The relics were officially given to Cambodia by Sri Lanka in 1957 to commemorate the Buddha’s 2,500th birthday.Getty Images/iStockphoto

Police in Cambodia claim that they have found the holy remains of the Buddha that went missing a couple of months ago.

The relics – which are believed to consist of the Buddha's ashes, teeth or bones – were found last week on Feb. 6, and are now being kept at the Royal Palace of Cambodia, according to information on the website of General Commissariat of National Police of Cambodia.

"It happened as if by miracle," said Oum Darawuth, the spokesman for Cambodia's Queen Mother, Norodom Monineath.

The relics were officially given to Cambodia by Sri Lanka in 1957 to commemorate the Buddha's 2,500th birthday. They were stolen at the beginning of December, when a watchman who was supposed to be guarding them fell asleep on the job. At that time, Cambodian officials arrested all the guards who were on duty on the night of the disappearance – but questions abounded about who took the relics and why. While some believed that the thief was mostly interested in the golden urn, others suspected that whoever took Cambodia's holiest Buddhist treasure had a political goal.

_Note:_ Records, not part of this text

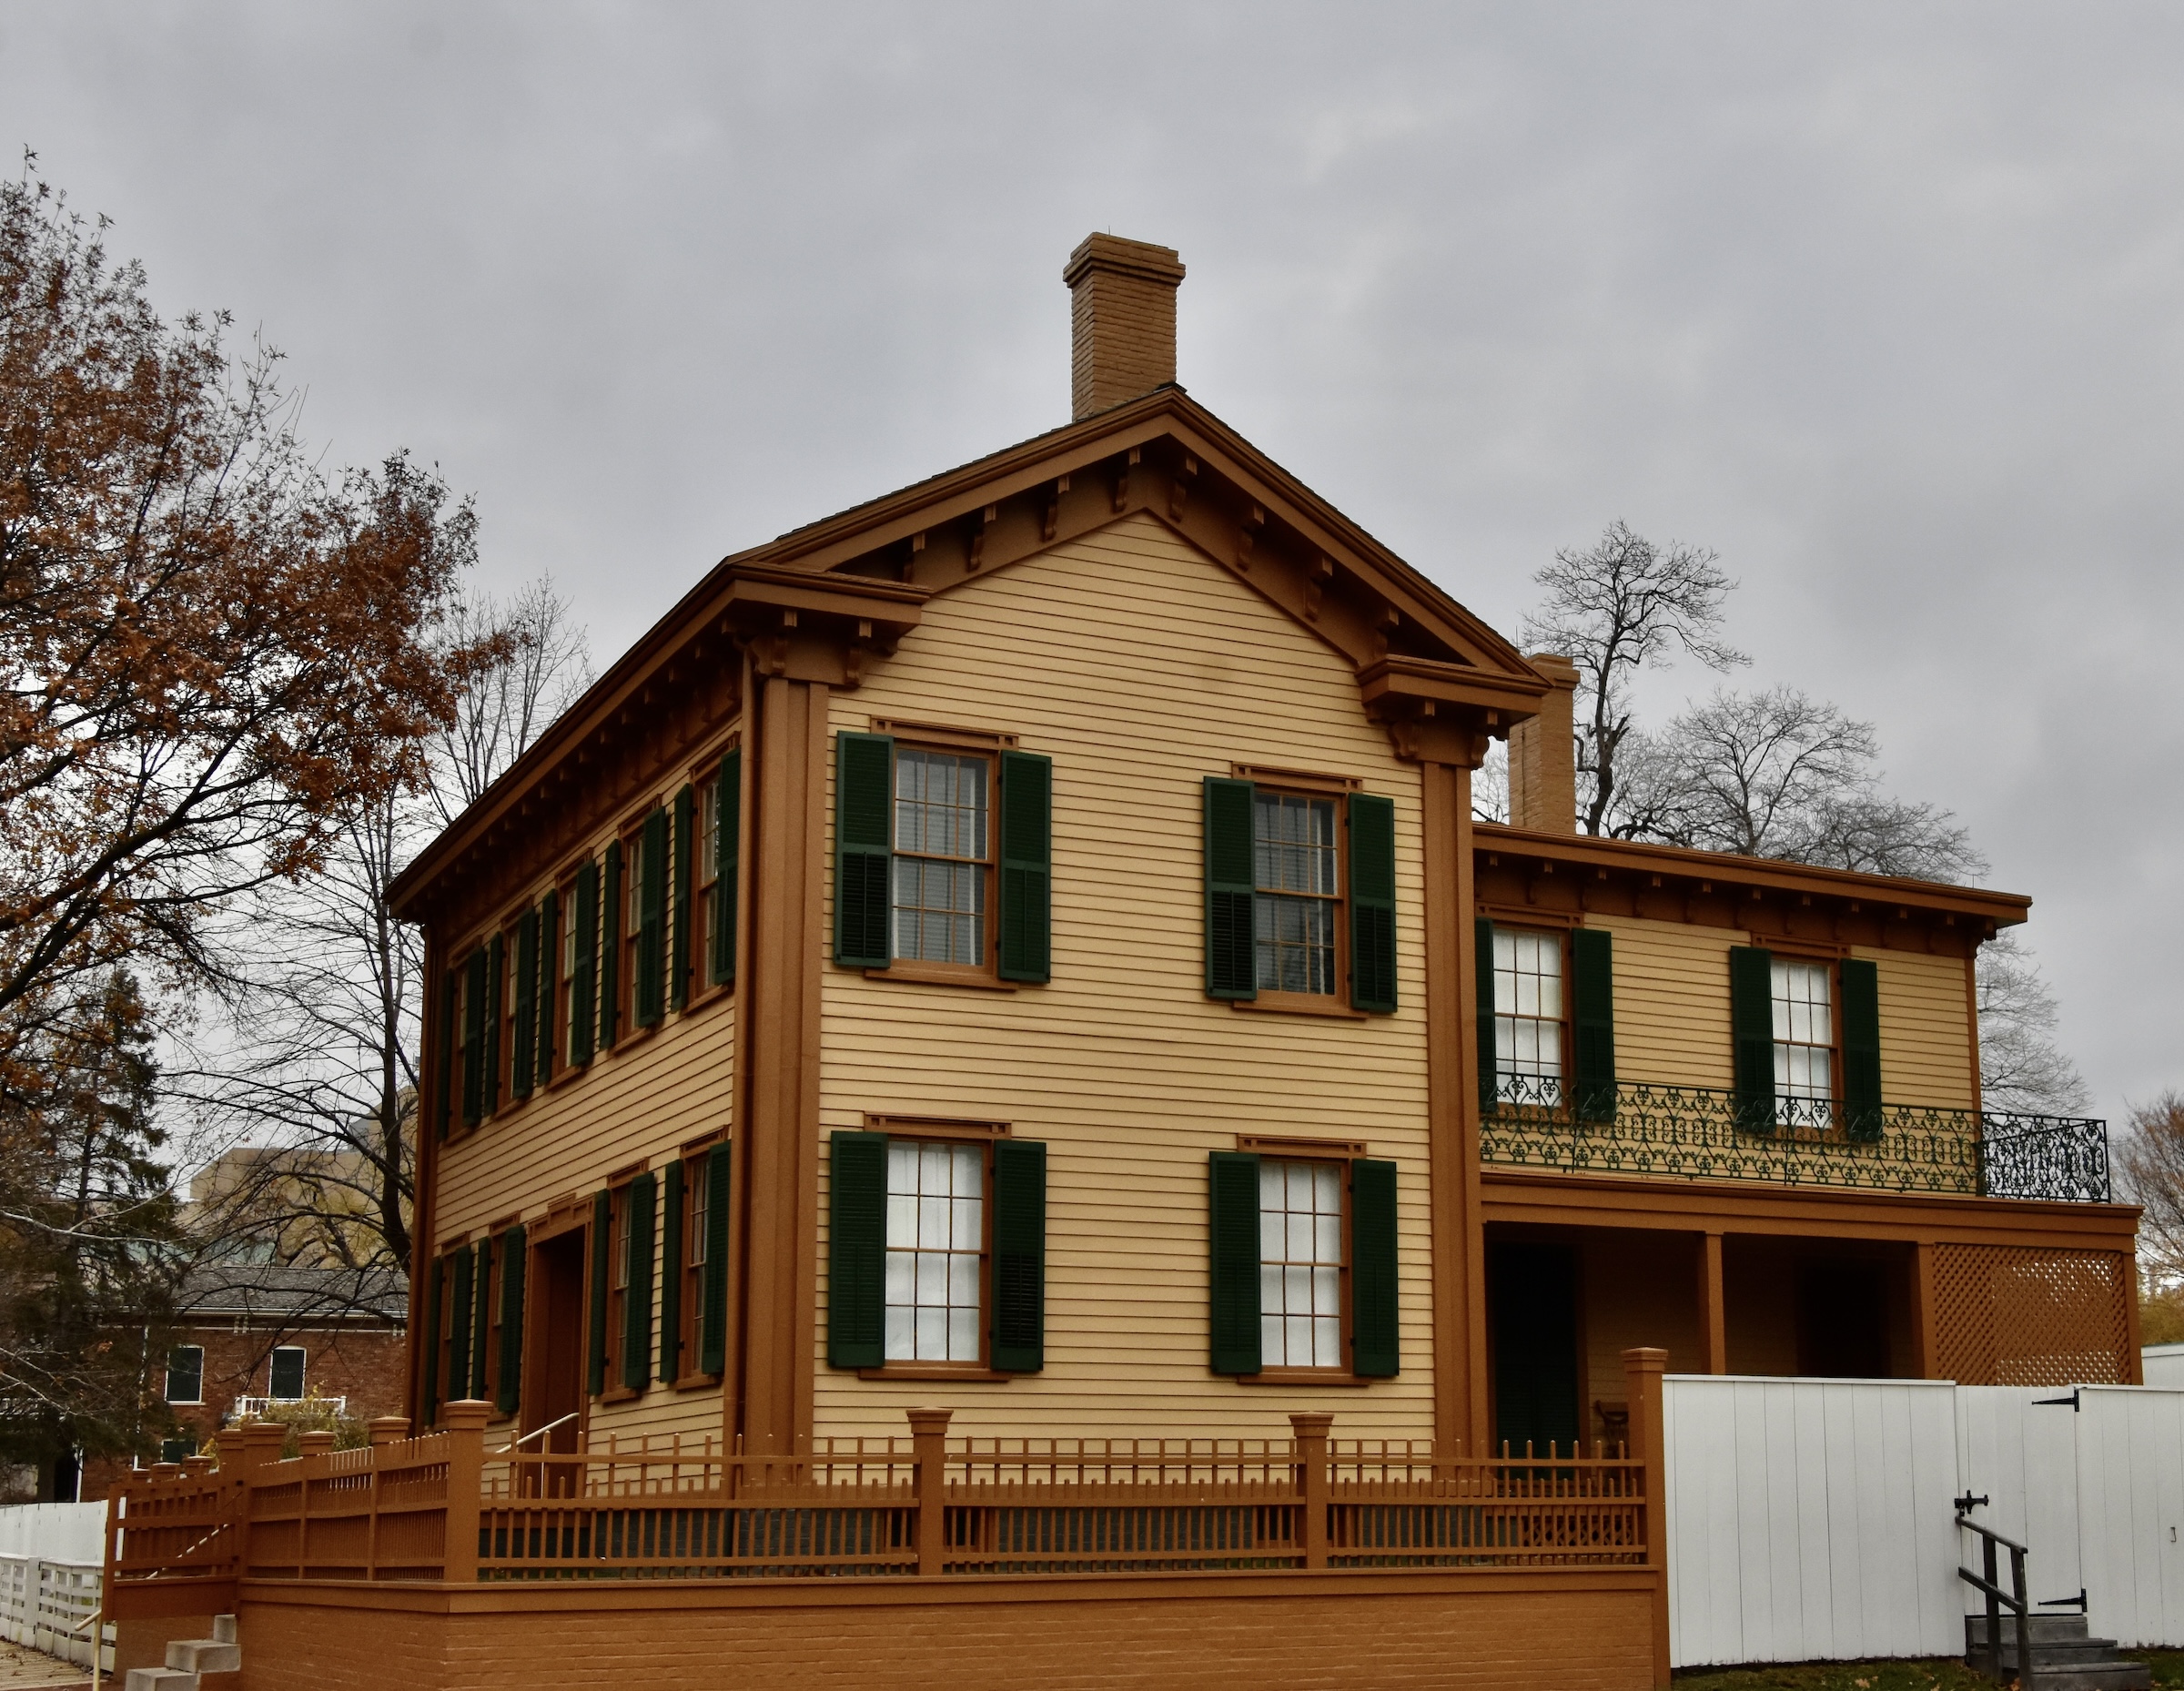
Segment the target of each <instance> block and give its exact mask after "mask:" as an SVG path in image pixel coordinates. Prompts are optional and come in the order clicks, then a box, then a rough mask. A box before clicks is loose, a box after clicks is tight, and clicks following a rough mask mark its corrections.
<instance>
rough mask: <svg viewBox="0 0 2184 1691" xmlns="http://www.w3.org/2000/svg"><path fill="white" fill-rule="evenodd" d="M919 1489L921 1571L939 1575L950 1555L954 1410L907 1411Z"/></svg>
mask: <svg viewBox="0 0 2184 1691" xmlns="http://www.w3.org/2000/svg"><path fill="white" fill-rule="evenodd" d="M902 1414H906V1416H909V1418H911V1451H913V1457H915V1468H913V1475H915V1486H917V1571H919V1573H939V1571H941V1560H943V1558H946V1553H948V1420H950V1416H954V1409H904V1411H902Z"/></svg>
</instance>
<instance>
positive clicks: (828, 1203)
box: [826, 736, 887, 1368]
mask: <svg viewBox="0 0 2184 1691" xmlns="http://www.w3.org/2000/svg"><path fill="white" fill-rule="evenodd" d="M843 738H847V736H843ZM826 1359H828V1363H830V1365H834V1368H878V1365H880V1363H882V1361H887V1134H856V1132H839V1134H834V1136H832V1138H830V1140H828V1276H826Z"/></svg>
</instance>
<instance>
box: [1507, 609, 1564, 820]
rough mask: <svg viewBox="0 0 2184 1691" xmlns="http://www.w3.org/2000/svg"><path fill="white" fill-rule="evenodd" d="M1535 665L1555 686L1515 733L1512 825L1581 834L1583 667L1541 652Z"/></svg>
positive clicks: (1509, 733) (1533, 654)
mask: <svg viewBox="0 0 2184 1691" xmlns="http://www.w3.org/2000/svg"><path fill="white" fill-rule="evenodd" d="M1527 662H1531V666H1533V669H1535V671H1540V673H1542V675H1544V677H1546V679H1548V682H1553V684H1555V688H1553V693H1548V695H1546V697H1544V699H1540V714H1538V717H1531V719H1529V721H1522V723H1518V725H1516V728H1511V730H1509V826H1511V828H1531V830H1533V832H1540V835H1575V832H1577V743H1575V728H1577V723H1575V699H1577V664H1572V662H1570V660H1568V658H1555V655H1553V653H1544V651H1535V653H1531V655H1529V660H1527Z"/></svg>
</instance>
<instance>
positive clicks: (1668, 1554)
mask: <svg viewBox="0 0 2184 1691" xmlns="http://www.w3.org/2000/svg"><path fill="white" fill-rule="evenodd" d="M1666 1368H1669V1352H1666V1350H1658V1348H1655V1346H1636V1348H1634V1350H1625V1352H1623V1390H1625V1403H1629V1411H1631V1444H1629V1453H1627V1455H1629V1457H1631V1459H1636V1462H1640V1464H1642V1473H1645V1477H1642V1481H1640V1492H1642V1497H1640V1505H1638V1534H1640V1538H1642V1542H1645V1564H1647V1569H1651V1573H1653V1684H1669V1507H1666V1505H1669V1435H1666V1427H1664V1424H1662V1407H1660V1376H1662V1372H1666Z"/></svg>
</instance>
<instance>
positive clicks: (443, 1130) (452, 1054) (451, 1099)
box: [435, 968, 454, 1138]
mask: <svg viewBox="0 0 2184 1691" xmlns="http://www.w3.org/2000/svg"><path fill="white" fill-rule="evenodd" d="M435 1114H437V1116H439V1121H437V1123H435V1127H437V1132H439V1136H441V1138H446V1136H448V1123H450V1121H452V1119H454V970H452V968H450V970H448V972H446V977H441V983H439V1101H437V1105H435Z"/></svg>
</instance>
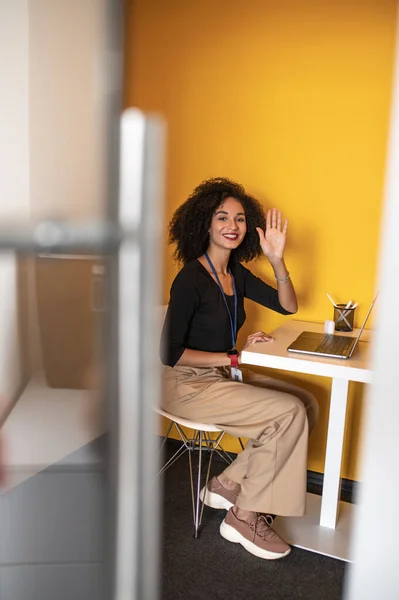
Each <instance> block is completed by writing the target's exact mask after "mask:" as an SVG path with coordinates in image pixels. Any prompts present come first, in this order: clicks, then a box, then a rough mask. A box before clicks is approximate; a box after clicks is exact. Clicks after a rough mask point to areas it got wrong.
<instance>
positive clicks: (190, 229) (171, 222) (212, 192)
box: [169, 177, 266, 264]
mask: <svg viewBox="0 0 399 600" xmlns="http://www.w3.org/2000/svg"><path fill="white" fill-rule="evenodd" d="M228 197H232V198H235V199H236V200H238V201H239V202H241V204H242V206H243V208H244V212H245V220H246V224H247V232H246V234H245V237H244V239H243V241H242V242H241V244H240V245H239V246H238V248H236V249H235V250H233V251H232V253H231V258H232V259H234V260H236V261H239V262H248V261H250V260H252V259H254V258H257V257H258V256H260V255H261V254H262V250H261V247H260V245H259V235H258V232H257V231H256V227H261V228H262V229H263V230H264V229H265V228H266V220H265V214H264V211H263V208H262V206H261V204H260V203H259V202H258V200H256V199H255V198H253V197H252V196H249V195H248V194H247V193H246V191H245V189H244V188H243V186H242V185H240V184H239V183H236V182H235V181H231V180H230V179H226V178H224V177H216V178H214V179H208V180H206V181H203V182H202V183H200V184H199V185H198V186H197V187H196V188H195V190H194V191H193V193H192V194H191V195H190V196H189V197H188V198H187V200H186V201H185V202H184V204H182V205H181V206H179V208H178V209H177V210H176V211H175V212H174V214H173V217H172V219H171V221H170V223H169V243H170V244H176V249H175V251H174V257H175V258H176V260H178V261H179V262H182V263H184V264H186V263H188V262H190V261H191V260H194V259H195V258H198V257H199V256H201V255H202V254H204V252H206V250H207V248H208V245H209V233H208V231H209V228H210V226H211V220H212V216H213V213H214V212H215V210H216V209H217V207H218V206H220V205H221V204H222V202H223V200H225V199H226V198H228Z"/></svg>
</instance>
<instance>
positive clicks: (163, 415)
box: [156, 408, 222, 432]
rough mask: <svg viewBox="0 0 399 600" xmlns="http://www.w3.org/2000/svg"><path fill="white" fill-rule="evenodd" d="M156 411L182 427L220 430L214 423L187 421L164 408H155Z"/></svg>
mask: <svg viewBox="0 0 399 600" xmlns="http://www.w3.org/2000/svg"><path fill="white" fill-rule="evenodd" d="M156 411H157V413H158V414H160V415H162V416H163V417H166V418H167V419H170V420H171V421H174V422H175V423H178V424H179V425H182V426H183V427H190V429H195V430H197V431H207V432H208V431H209V432H212V431H222V429H220V428H219V427H216V426H215V425H207V424H205V423H197V422H196V421H189V420H188V419H183V418H182V417H176V416H175V415H171V414H170V413H168V412H166V411H165V410H162V409H161V408H157V409H156Z"/></svg>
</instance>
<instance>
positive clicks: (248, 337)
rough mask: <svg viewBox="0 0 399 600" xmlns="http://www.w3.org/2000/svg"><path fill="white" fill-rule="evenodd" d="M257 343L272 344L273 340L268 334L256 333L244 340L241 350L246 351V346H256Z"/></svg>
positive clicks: (268, 334)
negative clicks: (243, 344)
mask: <svg viewBox="0 0 399 600" xmlns="http://www.w3.org/2000/svg"><path fill="white" fill-rule="evenodd" d="M258 342H274V338H273V337H272V336H271V335H269V334H268V333H264V332H263V331H257V332H256V333H251V335H249V336H248V337H247V339H246V340H245V344H244V346H243V347H242V350H246V349H247V348H248V346H250V345H251V344H257V343H258Z"/></svg>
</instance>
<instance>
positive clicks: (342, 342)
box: [287, 294, 378, 359]
mask: <svg viewBox="0 0 399 600" xmlns="http://www.w3.org/2000/svg"><path fill="white" fill-rule="evenodd" d="M377 296H378V294H377ZM377 296H376V297H375V298H374V300H373V301H372V303H371V306H370V308H369V310H368V313H367V315H366V318H365V319H364V321H363V324H362V326H361V328H360V331H359V334H358V336H357V337H350V336H345V335H336V334H328V333H316V332H314V331H303V332H302V333H301V334H300V335H299V336H298V337H297V339H296V340H295V342H293V343H292V344H291V345H290V346H288V348H287V350H288V351H289V352H299V353H301V354H317V355H318V356H328V357H330V358H344V359H347V358H350V357H351V356H352V354H353V351H354V349H355V348H356V346H357V344H358V342H359V339H360V336H361V335H362V333H363V329H364V327H365V325H366V323H367V319H368V318H369V316H370V313H371V311H372V308H373V306H374V303H375V301H376V300H377ZM343 310H345V309H343Z"/></svg>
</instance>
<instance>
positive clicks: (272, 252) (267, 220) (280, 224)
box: [256, 208, 288, 264]
mask: <svg viewBox="0 0 399 600" xmlns="http://www.w3.org/2000/svg"><path fill="white" fill-rule="evenodd" d="M287 229H288V220H287V219H285V221H284V225H283V227H281V212H280V211H277V209H275V208H273V209H272V210H270V209H269V210H268V211H267V213H266V230H265V231H263V230H262V229H261V228H260V227H257V228H256V231H257V232H258V234H259V242H260V245H261V248H262V251H263V254H264V255H265V256H266V257H267V258H268V259H269V261H270V262H271V264H273V262H276V261H280V260H281V259H282V258H283V254H284V248H285V242H286V234H287Z"/></svg>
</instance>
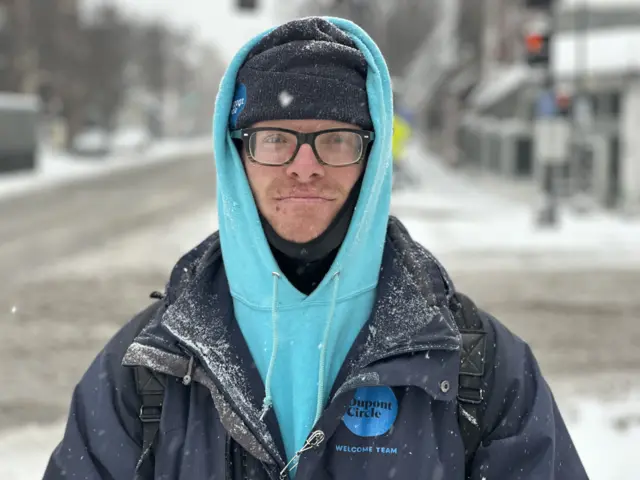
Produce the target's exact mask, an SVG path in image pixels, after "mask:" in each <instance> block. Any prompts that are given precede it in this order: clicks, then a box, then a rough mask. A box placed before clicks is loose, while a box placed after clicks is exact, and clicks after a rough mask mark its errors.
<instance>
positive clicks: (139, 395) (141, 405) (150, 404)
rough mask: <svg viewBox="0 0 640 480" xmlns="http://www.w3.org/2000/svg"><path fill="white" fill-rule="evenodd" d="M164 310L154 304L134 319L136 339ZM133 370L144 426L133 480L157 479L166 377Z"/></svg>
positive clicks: (142, 423)
mask: <svg viewBox="0 0 640 480" xmlns="http://www.w3.org/2000/svg"><path fill="white" fill-rule="evenodd" d="M151 297H152V298H156V299H161V298H162V297H163V295H162V294H157V293H156V292H154V293H153V294H152V295H151ZM161 306H162V302H161V301H159V302H155V303H154V304H152V305H151V306H149V307H148V308H147V309H146V310H144V311H143V312H141V313H140V314H139V315H138V317H137V318H136V319H134V320H135V321H136V322H137V325H136V336H137V335H138V334H139V333H140V332H141V331H142V330H143V329H144V327H145V326H146V325H147V324H148V323H149V321H150V320H151V319H152V318H153V316H154V315H155V313H156V311H157V310H158V309H159V308H161ZM134 338H135V337H134ZM131 368H133V373H134V378H135V382H136V392H137V394H138V397H139V398H140V411H139V413H138V415H139V418H140V422H141V423H142V453H141V454H140V459H139V460H138V464H137V465H136V473H135V476H134V479H135V480H148V479H152V478H154V470H155V457H154V452H153V448H154V444H155V441H156V439H157V436H158V431H159V430H160V419H161V418H162V403H163V401H164V390H165V386H166V385H165V382H166V379H165V377H164V375H162V374H158V373H155V372H153V371H151V370H150V369H148V368H145V367H141V366H136V367H131Z"/></svg>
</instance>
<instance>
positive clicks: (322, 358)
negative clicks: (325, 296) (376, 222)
mask: <svg viewBox="0 0 640 480" xmlns="http://www.w3.org/2000/svg"><path fill="white" fill-rule="evenodd" d="M272 275H273V300H272V304H271V329H272V346H271V359H270V360H269V368H268V369H267V376H266V379H265V386H264V393H265V396H264V401H263V402H262V412H261V413H260V420H264V418H265V417H266V416H267V413H268V412H269V409H270V408H271V407H272V406H273V398H272V397H271V377H272V375H273V367H274V366H275V364H276V358H277V356H278V280H279V279H280V274H279V273H278V272H273V273H272ZM332 281H333V295H332V296H331V305H330V307H329V315H328V316H327V324H326V325H325V328H324V335H323V339H322V344H321V345H320V362H319V366H318V397H317V399H316V416H315V419H314V421H313V424H314V425H315V424H316V423H317V422H318V420H319V419H320V417H321V416H322V411H323V410H324V393H325V372H326V370H327V343H328V342H329V335H330V334H331V325H332V324H333V316H334V314H335V310H336V303H337V300H338V289H339V286H340V272H339V271H338V272H336V273H334V274H333V277H332Z"/></svg>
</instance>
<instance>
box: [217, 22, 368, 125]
mask: <svg viewBox="0 0 640 480" xmlns="http://www.w3.org/2000/svg"><path fill="white" fill-rule="evenodd" d="M366 79H367V61H366V59H365V57H364V55H363V54H362V52H361V51H360V50H359V49H358V48H357V47H356V45H355V43H354V42H353V40H351V38H350V37H349V36H348V35H347V34H346V33H345V32H343V31H342V30H340V29H339V28H338V27H336V26H335V25H333V24H332V23H330V22H328V21H327V20H324V19H323V18H319V17H309V18H303V19H300V20H294V21H292V22H289V23H286V24H284V25H282V26H280V27H278V28H276V29H275V30H273V31H272V32H271V33H269V34H268V35H266V36H265V37H264V38H263V39H262V40H260V42H259V43H258V44H257V45H256V46H255V47H254V48H253V50H252V51H251V52H250V53H249V55H248V56H247V58H246V60H245V62H244V64H243V65H242V67H240V70H239V72H238V75H237V80H236V94H235V98H234V102H233V106H232V110H231V116H230V119H229V123H230V128H231V129H239V128H246V127H248V126H250V125H252V124H254V123H256V122H261V121H264V120H300V119H320V120H334V121H340V122H346V123H353V124H356V125H358V126H360V127H361V128H363V129H365V130H371V129H372V128H373V124H372V121H371V116H370V114H369V102H368V100H367V89H366Z"/></svg>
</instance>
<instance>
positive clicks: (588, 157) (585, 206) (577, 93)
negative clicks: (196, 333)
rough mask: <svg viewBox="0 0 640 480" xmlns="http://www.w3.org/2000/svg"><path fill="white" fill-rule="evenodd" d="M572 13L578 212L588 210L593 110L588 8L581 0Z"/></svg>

The spokesman for Cambodia's National Police Kirth Chantharith could not be reached for comment on Wednesday, however, Cambodia's English-language daily newspaper, The Phnom Penh Post, reported that two suspects have been arrested, including one who raised suspicions after he inexplicably became rich and purchased a new car.

Despite the happy ending to the mysterious disappearance of the relics, the founder of Cambodia's Independent Monk Network for Social Justice Venerable But Buntenh remains skeptical.

"I strongly do not trust the government officials and think that what they found is not real," he said. "The box to enshrine the Buddha relics is newly made. The style of the box is totally different, and also the size is slightly smaller. It's not comparable to the old one."

Mr. Buntenh said he saw the original golden urn, which he referred to as a "box," in 2002.

"The regime of [Prime Minister] Hun Sen, they can make everything happen the way they want," he said.

When asked whether she believes that the golden urn that Cambodian officials found is real, Tess Davis, a researcher at the University of Glasgow who specializes in the illicit trade of Cambodian antiquities, replied that she isn't sure one way or the other.

"Let's hope we have some confirmation soon!" she wrote in an e-mail.